En 1762, le conseil de Genève entreprit sa cure, et donna une espèce d’ordre de s’assurer de lui pour le mettre dans les remèdes. Jean-Jacques, décrété à Paris et à Genève, convaincu qu’un corps ne peut être en deux lieux à la fois, s’enfuit dans un troisième. Il conclut, avec sa prudence ordinaire, que j’étais son ennemi mortel, puisque je n’avais pas répondu à sa lettre obligeante. Il supposa qu’une partie du conseil genevois était venue dîner chez moi pour conjurer sa perte, et que la minute de son arrêt avait été écrite sur ma table, à la fin du repas. Il persuada une chose si vraisemblable à quelques-uns de ses concitoyens. Cette accusation devint si sérieuse, que je fus obligé enfin d’écrire au conseil de Genève une lettre très forte 11, dans laquelle je lui dis que, s’il y avait un seul homme dans ce corps qui m’eût jamais parlé du moindre dessein contre le sieur Rousseau, je consentais qu’on le regardât comme un scélérat, et moi aussi, et que je détestais trop les persécuteurs pour l’être.

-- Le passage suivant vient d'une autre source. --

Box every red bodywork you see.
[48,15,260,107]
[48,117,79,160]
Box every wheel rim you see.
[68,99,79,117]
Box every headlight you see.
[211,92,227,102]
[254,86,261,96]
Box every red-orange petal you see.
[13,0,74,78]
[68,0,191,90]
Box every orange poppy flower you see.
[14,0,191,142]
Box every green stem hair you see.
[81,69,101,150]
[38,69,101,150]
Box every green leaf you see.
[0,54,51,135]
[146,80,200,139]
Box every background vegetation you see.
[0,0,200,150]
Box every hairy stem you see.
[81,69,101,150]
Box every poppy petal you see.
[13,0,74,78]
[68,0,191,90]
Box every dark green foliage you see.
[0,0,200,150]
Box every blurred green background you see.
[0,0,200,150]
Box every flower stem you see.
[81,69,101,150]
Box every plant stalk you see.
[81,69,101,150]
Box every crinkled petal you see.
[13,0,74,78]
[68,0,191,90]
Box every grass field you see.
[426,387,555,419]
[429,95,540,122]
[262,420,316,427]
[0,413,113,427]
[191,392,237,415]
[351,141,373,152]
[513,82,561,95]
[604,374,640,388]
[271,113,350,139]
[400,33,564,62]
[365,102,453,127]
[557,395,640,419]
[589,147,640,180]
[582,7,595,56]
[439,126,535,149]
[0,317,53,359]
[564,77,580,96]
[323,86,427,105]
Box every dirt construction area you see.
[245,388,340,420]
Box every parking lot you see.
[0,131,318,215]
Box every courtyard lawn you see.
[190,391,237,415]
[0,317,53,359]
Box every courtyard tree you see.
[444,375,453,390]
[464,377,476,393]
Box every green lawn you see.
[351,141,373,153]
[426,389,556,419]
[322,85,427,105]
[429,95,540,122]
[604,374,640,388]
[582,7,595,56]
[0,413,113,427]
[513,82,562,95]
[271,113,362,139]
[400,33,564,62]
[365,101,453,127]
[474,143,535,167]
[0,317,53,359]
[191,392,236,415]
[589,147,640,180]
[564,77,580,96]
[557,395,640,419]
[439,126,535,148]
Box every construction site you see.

Le conseil me répondit 12, par un secrétaire d’État, que je n’avais jamais eu, ni dû avoir, ni pu avoir la moindre part, ni directement ni indirectement, à la condamnation du sieur Jean-Jacques.

Les deux lettres sont dans les archives du conseil de Genève .

Cependant M. Rousseau, retiré dans les délicieuses vallées de Moutier-Travers, ou Môtiers-Travers, au comté de Neuchâtel, n’ayant pas eu, depuis un grand nombre d’années, le plaisir de communier sous les deux espèces, demanda instamment au prédicant de Môtiers-Travers, homme d’un esprit fin et délicat, la consolation d’être admis à la sainte table ; il lui dit 13 que son intention était, 1° de combattre l’Église romaine ; de s’élever contre l’ouvrage infernal de l’Esprit, qui établit évidemment le matérialisme ; de foudroyer les nouveaux philosophes vains et présomptueux. Il écrivit et signa cette déclaration, et elle est encore entre les mains de M. de Montmolin prédicant de Motiers-Travers et de Boveresse.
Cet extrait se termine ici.